I’d just missed the bus, watching it go by as I walked briskly toward the stop. So, I had a few minutes to wait. I’ve taken a more leisurely view of my surroundings, riding public transportation here—whether the bus, the ferry, or even a water taxi. You see the city (and the people in it) differently when you take transportation that slows down your time and attention.
A couple of days ago I came across these words from Henri Nouwen’s book, The Way of the Heart, and since then, the ideas have turned up in other forms all around me.
In my morning Lectio Divina, I contemplated the story from the second chapter of Luke’s gospel. Jesus asks a tax collector, Levi, to be his follower. Jesus goes to Levi’s house for dinner that evening where there are other tax collector kinds of people in attendance.
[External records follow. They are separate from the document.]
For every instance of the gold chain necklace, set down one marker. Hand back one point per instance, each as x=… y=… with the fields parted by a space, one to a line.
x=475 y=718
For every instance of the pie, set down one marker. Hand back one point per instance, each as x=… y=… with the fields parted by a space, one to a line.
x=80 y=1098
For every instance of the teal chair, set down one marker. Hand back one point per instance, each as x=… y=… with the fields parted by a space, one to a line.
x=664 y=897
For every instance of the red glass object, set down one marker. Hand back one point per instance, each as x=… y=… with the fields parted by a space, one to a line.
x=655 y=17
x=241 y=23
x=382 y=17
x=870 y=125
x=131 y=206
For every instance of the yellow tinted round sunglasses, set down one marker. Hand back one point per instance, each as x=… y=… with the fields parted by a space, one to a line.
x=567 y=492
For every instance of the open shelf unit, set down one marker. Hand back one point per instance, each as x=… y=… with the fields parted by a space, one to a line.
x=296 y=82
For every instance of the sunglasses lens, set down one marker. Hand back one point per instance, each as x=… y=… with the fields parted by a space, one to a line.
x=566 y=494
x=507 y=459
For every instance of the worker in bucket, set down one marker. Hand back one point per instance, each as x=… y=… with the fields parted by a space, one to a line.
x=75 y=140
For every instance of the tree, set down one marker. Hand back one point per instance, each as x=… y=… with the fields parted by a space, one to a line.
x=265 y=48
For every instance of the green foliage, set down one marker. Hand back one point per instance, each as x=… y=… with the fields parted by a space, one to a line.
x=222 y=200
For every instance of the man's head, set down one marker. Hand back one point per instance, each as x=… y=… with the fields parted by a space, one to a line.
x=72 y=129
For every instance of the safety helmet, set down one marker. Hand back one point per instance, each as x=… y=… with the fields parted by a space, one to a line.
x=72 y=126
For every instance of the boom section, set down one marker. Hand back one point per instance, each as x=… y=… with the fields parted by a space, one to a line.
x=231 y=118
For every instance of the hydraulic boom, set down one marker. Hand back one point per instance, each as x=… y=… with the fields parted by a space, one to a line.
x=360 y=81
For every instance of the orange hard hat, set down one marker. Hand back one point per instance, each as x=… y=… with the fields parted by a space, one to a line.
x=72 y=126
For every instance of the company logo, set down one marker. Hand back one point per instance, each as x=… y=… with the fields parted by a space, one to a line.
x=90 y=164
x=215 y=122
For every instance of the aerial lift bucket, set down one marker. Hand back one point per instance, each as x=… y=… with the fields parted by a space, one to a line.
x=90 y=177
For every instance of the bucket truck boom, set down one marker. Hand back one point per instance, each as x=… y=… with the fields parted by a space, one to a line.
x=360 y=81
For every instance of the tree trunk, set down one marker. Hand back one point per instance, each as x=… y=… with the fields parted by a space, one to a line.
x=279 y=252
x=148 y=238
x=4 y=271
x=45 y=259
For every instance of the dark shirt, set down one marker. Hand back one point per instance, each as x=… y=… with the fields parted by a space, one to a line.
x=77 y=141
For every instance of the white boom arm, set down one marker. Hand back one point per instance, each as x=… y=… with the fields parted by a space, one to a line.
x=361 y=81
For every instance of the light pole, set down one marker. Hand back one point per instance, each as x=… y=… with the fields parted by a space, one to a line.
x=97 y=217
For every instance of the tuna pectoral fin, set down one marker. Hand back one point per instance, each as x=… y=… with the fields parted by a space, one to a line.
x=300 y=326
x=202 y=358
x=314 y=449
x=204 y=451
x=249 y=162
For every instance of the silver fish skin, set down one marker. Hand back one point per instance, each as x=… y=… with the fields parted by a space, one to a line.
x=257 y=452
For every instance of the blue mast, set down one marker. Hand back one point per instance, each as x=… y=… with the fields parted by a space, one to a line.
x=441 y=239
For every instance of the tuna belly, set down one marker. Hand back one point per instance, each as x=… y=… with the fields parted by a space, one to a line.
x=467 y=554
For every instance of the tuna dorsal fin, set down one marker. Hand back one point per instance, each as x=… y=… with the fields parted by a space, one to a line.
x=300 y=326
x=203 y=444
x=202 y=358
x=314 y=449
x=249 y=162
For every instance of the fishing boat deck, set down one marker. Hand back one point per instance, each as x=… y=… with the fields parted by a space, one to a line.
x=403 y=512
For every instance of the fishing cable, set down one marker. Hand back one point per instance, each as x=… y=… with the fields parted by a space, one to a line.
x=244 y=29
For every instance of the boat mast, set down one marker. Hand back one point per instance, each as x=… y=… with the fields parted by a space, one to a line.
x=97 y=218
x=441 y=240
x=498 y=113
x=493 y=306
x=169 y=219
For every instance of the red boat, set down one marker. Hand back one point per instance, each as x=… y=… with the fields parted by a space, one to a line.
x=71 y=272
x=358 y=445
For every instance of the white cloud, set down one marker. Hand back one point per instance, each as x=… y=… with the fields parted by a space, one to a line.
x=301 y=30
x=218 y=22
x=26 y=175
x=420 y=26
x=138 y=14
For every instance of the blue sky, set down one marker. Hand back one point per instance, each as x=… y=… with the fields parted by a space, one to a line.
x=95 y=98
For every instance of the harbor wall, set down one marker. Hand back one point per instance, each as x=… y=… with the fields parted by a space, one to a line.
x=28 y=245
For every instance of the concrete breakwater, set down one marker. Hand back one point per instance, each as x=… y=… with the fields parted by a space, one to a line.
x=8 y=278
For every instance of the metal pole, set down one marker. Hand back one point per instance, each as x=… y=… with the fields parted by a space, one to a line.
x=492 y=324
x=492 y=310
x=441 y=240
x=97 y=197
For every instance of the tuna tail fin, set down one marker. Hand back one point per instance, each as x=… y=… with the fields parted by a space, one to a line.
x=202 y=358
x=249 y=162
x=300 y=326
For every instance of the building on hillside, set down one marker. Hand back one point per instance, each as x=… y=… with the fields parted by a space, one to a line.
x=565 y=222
And the neighbor’s say Jesus shouldn’t do that.
I suppose you might conclude that the neighbors are just considering the facts—that tax collectors are not nice people (in the time that Jesus lived) and Jesus is supposed to be, so he shouldn’t be having a casual dinner with them. The neighbors are coming to a logical conclusion, forming an opinion, and that is what the dictionary says it means to make a judgment.
Henri Nouwen seems to also see how this might be how our “modern” minds think differently than the earliest Christian monastics, our Desert Fathers. (My emphasis added.)
If you would ask the Desert Fathers why solitude gives birth to compassion, they would say, “Because it makes us die to our neighbor.” At first, this answer seems quite disturbing to a modern mind. But when we give it a closer look we can see that in order to be of service to others we have to die to them; that is, we have to give up measuring our meaning and value with the yardstick of others. To die to our neighbors means to stop judging them, to stop evaluating them, and thus to become free to be compassionate. Compassion can never coexist with judgment because judgment creates the distance, the distinction that prevents us from really being with the other.
The Way of the Heart
And then, words about judging others came up as I waited for the bus.
You see I’d been impacted by Nouwen’s insight as I struggle with my own continual “evaluation” of others, especially those closest to me, my family. Taking time to wait and watch, as I did, letting Nouwen’s troubling words sink in over a few days and just standing open to the moment at that bus stop yielded new insights.
Several people walked by me and one lady’s t-shirt startled me.
Judge me by my size. Do you?
For days, I’d been trying out how to write about my own melee, not only of judging others, I’ve been working really hard on being aware of that, but of evaluating others. And here was this lady’s t-shirt shouting at me.
She was maybe five feet tall, probably just past middle age, and weighed slightly more than her ideal body weight. Where I live, people of all ages walk and bike often. It is a bit unusual to see someone markedly overweight and this lady wasn’t exactly what her t-shirt hinted at either.
Not until I got home did I find out that the quote, Judge me by my size. Do you, is one of the 10 most popular quotes of Yoda from Star Wars. When I noticed the lady plodding past me, head down and determined, I thought she was making a statement—and on my ride home I considered the breadth and longevity of judging and the pervasive culture of evaluating…everything.
I covertly judge family members, when they don’t do things the way I might do them. I disguise the “judging” as helping, you know, I am older, have more experience, and see that their choices might not work out. And I similarly judge my enemies. I didn’t really think I had any real enemies, however, I am painfully aware of how much I am at odds with some public figures that I actually do not even know personally, yet this distance creates a safer and less informed judgment that seems harmless, right?
This is what this pretense sounds like. Is it true? Is it clear? Is it possible? Is it the best course? And then, Nouwen says STOP—give up measuring meaning and value of others with the yardstick that I’ve created to make sense of my own fears.
I’m almost finished reading Becoming, Michelle Obama’s memoir. On page 313 are these words.
As a kid, you learn to measure long before you understand the size or value of anything. Eventually, you learn that you’ve been measuring all wrong.
And sometimes, it takes lots of practice to learn.